There is no question: many psychotherapists are excellent at helping those suffering from mental illness. Thanks to her scientific background? Instead, their successes are based on distinctive skills they have in common with laypeople – and already possessed them before they set foot in a university building for the first time.

It almost sounds too bland to be worth mentioning: by no means is every amateur equally suitable as a support in emotional distress. No psychiatry critic in their right mind insists on the blatant nonsense that all laypeople can do just as much as professionals. Of course, the majority of them have deficits, and these limit their therapeutic options.

But the key point is: do these deficits inevitably exist due to a lack of specialist study? Are they based on the fact that the amateur is ignorant of scientific studies, methodology, and theories? Will they be remedied at the university and only there?

Like professional psychotherapists, amateurs also differ enormously in terms of characteristics and abilities on which whether their help is good depends: for example, in terms of patience, attentiveness, empathy, impartiality, non-judgment, openness, friendliness, warm-heartedness, authenticity, skillful conversation – i.e., in everything that is crucial when assisting. For many laypeople, handling such general impact factors is hardly easier than a piano solo, star-worthy five-course menu, triple throwing axel, or novel. On the other hand, others bring these factors into play virtuously without first needing a few hundred lectures, seminars, and supervision.
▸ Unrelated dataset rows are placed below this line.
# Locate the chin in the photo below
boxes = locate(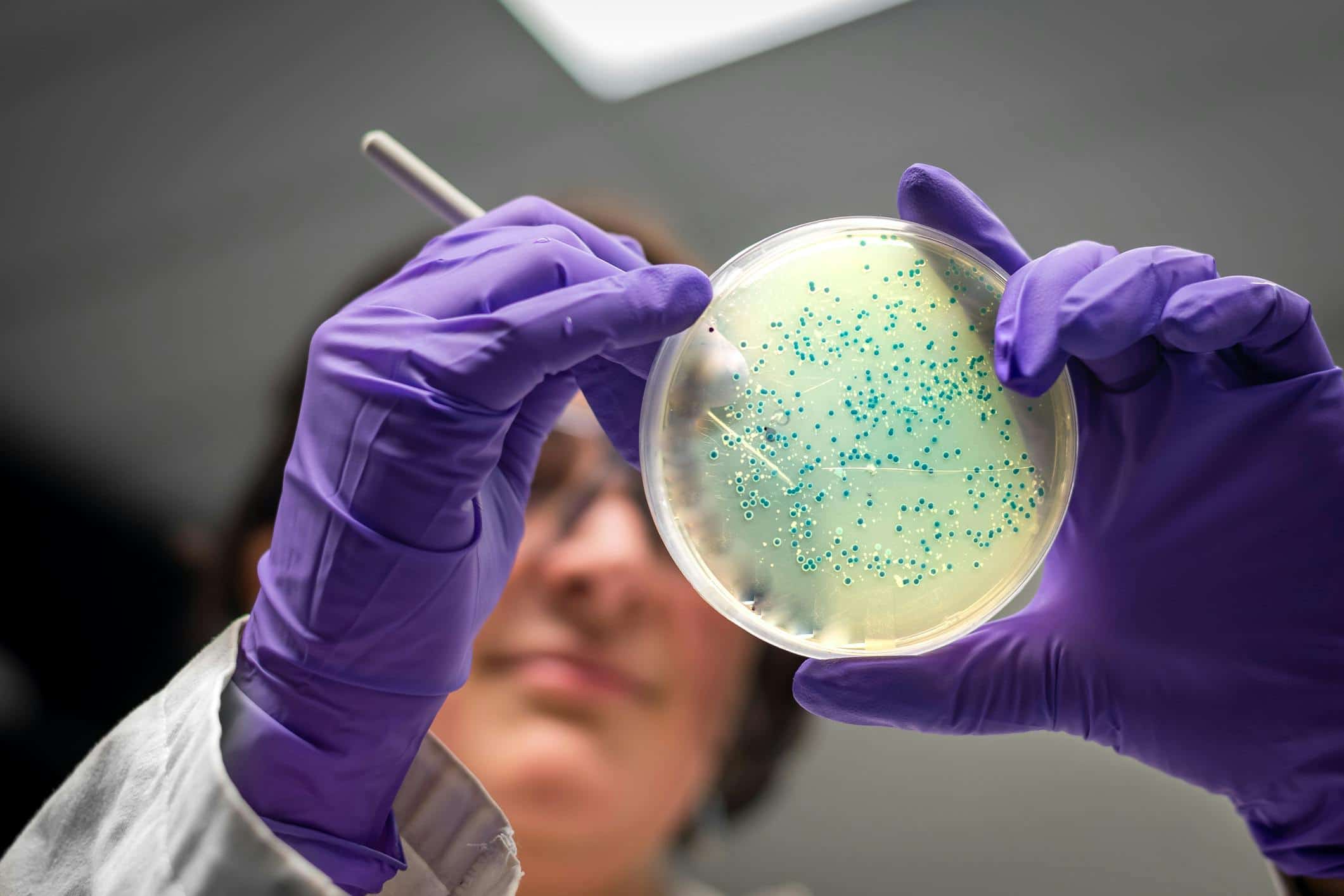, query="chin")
[475,716,620,819]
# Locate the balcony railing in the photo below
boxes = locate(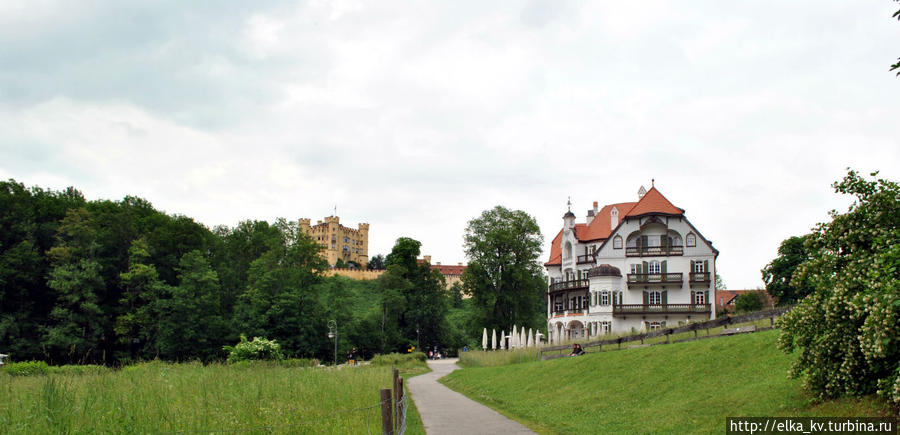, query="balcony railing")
[550,279,590,292]
[613,304,710,316]
[628,272,684,286]
[625,246,684,257]
[691,272,710,284]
The abilities to do this develop as part of socialization in the first two decades of life. They do not wait to be enrolled before they emerge and fully develop.

What mistakes the layperson is prone to make

Many laypeople fail to realize that no two cases are the same. Advice, recommendations, and measures that are good for one person are useless or harmful for another person or the same person under different circumstances. How do you learn to do the right thing at a time? In sensitive interaction, a unique subject emerges in the other person. This happens constantly and everywhere in social space, not just on campus.

Laypeople know from painful personal experiences that widespread stresses such as anxiety, depression, sadness, tension, bitterness, lack of motivation, mood swings, self-doubt, restlessness, and exhaustion, and they encounter them time and time again in social contact. This can lead to a deep understanding of such problems – and experience with what could be suitable for those affected. But what do we do with extremely deviant experiences and behavior that we have never encountered before?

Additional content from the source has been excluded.